Samuele Cazzamalli, PhD, Group Head—Senior Scientist, Philochem AG

  • Anti-cancer antibody-based therapeutics suffer from several limitations, including immunogenicity, high cost-of-goods, and slow extravasation rate in solid neoplastic lesions
  • Small molecule therapeutics such as Small Molecule-Drug Conjugates (SMDCs) and Radio Ligand Therapeutics (RLTs) have been proposed as an alternative to antibody-based therapeutics
  • The DEL technology (DNA-Encoded Chemical Libraries) is an effective ligand discovery tool. DEL-derived ligand can be equipped with therapeutics radionuclides or with cytotoxic drugs to generate RLTs or SMDCs.
  • In this talk, the generation and in vivo characterization of DEL-derived anti-cancer small molecule therapeutics will be presented.
18:15

Exploring Non-Canonical Disulfide in Rabbit Antibody: Developability, Structure, and Engineering

Wei-Ching Liang, PhD, Staff Scientist, Antibody Engineering, Genentech, Inc.
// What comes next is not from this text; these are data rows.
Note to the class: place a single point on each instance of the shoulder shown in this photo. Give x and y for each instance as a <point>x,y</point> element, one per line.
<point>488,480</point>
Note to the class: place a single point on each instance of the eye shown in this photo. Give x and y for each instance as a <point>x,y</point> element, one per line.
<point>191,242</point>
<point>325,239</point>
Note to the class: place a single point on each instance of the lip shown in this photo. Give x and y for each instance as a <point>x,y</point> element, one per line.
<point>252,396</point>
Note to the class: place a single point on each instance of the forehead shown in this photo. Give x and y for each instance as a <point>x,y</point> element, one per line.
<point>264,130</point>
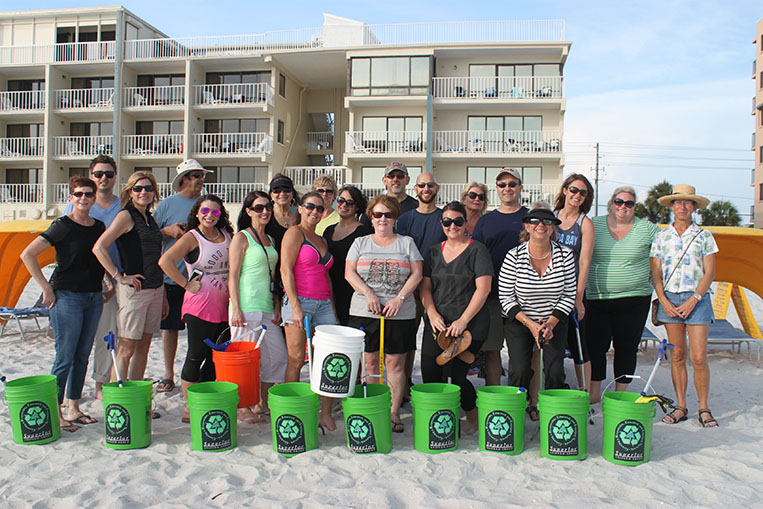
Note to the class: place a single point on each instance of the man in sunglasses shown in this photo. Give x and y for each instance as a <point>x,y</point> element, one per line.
<point>499,231</point>
<point>171,215</point>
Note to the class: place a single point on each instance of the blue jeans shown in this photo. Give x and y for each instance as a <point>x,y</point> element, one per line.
<point>74,318</point>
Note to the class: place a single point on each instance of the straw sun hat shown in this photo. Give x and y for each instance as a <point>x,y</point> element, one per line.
<point>684,192</point>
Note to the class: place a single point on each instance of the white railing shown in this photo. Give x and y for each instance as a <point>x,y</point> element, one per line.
<point>233,93</point>
<point>233,143</point>
<point>20,193</point>
<point>305,175</point>
<point>320,140</point>
<point>85,98</point>
<point>173,95</point>
<point>497,142</point>
<point>61,52</point>
<point>25,100</point>
<point>514,87</point>
<point>89,146</point>
<point>152,144</point>
<point>369,142</point>
<point>19,148</point>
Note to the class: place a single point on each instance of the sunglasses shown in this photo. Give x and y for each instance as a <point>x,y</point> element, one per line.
<point>257,209</point>
<point>511,184</point>
<point>312,206</point>
<point>619,202</point>
<point>447,221</point>
<point>575,190</point>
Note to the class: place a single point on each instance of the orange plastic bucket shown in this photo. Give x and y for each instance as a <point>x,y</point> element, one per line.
<point>240,364</point>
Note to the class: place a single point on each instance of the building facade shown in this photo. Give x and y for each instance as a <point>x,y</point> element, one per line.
<point>461,99</point>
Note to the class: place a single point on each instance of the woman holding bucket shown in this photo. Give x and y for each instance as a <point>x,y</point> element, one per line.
<point>683,267</point>
<point>74,294</point>
<point>458,275</point>
<point>204,247</point>
<point>384,269</point>
<point>253,299</point>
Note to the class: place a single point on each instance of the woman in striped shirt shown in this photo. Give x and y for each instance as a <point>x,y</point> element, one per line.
<point>536,288</point>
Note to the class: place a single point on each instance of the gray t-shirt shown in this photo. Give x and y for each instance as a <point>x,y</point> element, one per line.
<point>385,269</point>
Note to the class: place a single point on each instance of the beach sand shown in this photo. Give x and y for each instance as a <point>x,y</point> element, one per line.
<point>689,465</point>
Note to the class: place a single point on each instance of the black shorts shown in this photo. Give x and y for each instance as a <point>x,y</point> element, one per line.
<point>399,335</point>
<point>175,296</point>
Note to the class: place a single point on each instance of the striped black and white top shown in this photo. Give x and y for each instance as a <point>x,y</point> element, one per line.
<point>520,288</point>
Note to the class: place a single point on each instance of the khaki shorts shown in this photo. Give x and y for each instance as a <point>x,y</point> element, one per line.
<point>139,312</point>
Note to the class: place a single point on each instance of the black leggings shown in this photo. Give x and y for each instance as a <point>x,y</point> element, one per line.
<point>198,366</point>
<point>617,322</point>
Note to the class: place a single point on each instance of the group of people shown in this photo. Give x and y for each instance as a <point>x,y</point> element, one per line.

The high prevalence of non-canonical disulfide bond between CDRH1 (C35a) and CDRH2 (C50) in rabbit antibodies poses significant challenges for therapeutic development, particularly in terms of stability. In my presentation, I will delve into the topics of developability, functionality, and structural insights regarding its role. Additionally, I will discuss engineering solutions, including structure- and ML-guided optimization strategies, focusing on how we address this disulfide bond in our newly-discovered cross-reactive anti-PD-1 rabbit antibodies. The comprehensive assessments aim to overcome the hurdles posed by this disulfide bond and enhance the therapeutic potential of this group of antibodies.

18:45

Development of a Novel Antibody-Based Oral Factor VIII Mimetic Drug Candidate (Inno8)

Jais R. Bjelke, PhD, Principal Scientist, Global Research, Novo Nordisk AS

Introducing Inno8, a pioneering oral Factor VIII (FVIII)-mimetic haemophilia drug candidate based on VHH modality. Developed through innovative engineering, Inno8 offers unprecedented FVIII co-factor mimicking activity, with improved pharmacokinetics and oral bioavailability as a breakthrough invention. Thus, this first-in-class antibody-based oral drug modality presents a transformative approach, not only potentially reshaping the standard of care for haemophilia A patients, but also offering promise for a range of chronic diseases.

19:15

Streamlined Approaches for Accelerated Antibody Discovery

Crystal Richardson, Sr Business Partnership Manager, Gene Synthesis, Azenta Life Sciences

Identifying top antibody candidates can be an inefficient process. Our end-to-end antibody screening solution integrates NGS and Sanger inputs with robust bioinformatics analysis and antibody production-optimizing tools, facilitating the identification of promising candidates.